Is it true that the following weighted-average is smaller than the respective arithmetic average
$$
\sum_{n=1}^{N}\left(\frac{b_{n}}{\sum_{m=1}^{N}b_{m}}\right)\frac{a_{n}}{b_{n}}\overset{?}{\le}\frac{1}{N}\sum_{n=1}^{N}\frac{a_{n}}{b_{n}}
$$
for all $a_n \in [0,1]$, $b_n \in [1, D]$, and $D \ge 2$?
Without the $a_n$'s it would simply be true by Jensen's inequality and the convexity of $x\mapsto 1/x$ (for positive $x$'s), but with the $a_n$ in the mix it is not so clear and it seems one cannot directly apply Chebyshev's sum inequality either.

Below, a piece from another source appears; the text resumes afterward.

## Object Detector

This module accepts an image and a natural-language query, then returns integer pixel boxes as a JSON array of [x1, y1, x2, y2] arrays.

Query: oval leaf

Edit: it is easy to see that one can upper bound the numerator in the parenthesis by $D$ and lower bound the corresponding denominator by $N$, obtaining the desired upper bound with an extra $D$ term. I was wondering however if one can do better in general.
Best Answer
Testing the claim for $N=2$, suppose $b_2 > b_1$. \begin{align*} \text{Then}\;\, & \left(\frac{b_1}{b_1+b_2}\right)\left(\frac{a_1}{b_1}\right) + \left(\frac{b_2}{b_1+b_2}\right)\left(\frac{a_2}{b_2}\right) \le \frac{1}{2}\left(\frac{a_1}{b_1}+\frac{a_2}{b_2}\right)\\[4pt] \iff\;& \frac{a_1+a_2}{b_1+b_2}\le\frac{a_1b_2+a_2b_1}{2b_1b_2}\\[4pt] \iff\;& (b_1+b_2)(a_1b_2+a_2b_1)-(2b_1b_2)(a_1+a_2)\ge 0\\[4pt] \iff\;& (b_2-b_1)(a_1b_2-a_2b_1)\ge 0\\[4pt] \iff\;&a_1b_2-a_2b_1\ge 0\\[4pt] \iff\;&a_1b_2\ge a_2b_1\\[4pt] \iff\;&\frac{a_1}{a_2}\ge \frac{b_1}{b_2}\\[4pt] \end{align*} which need not be true.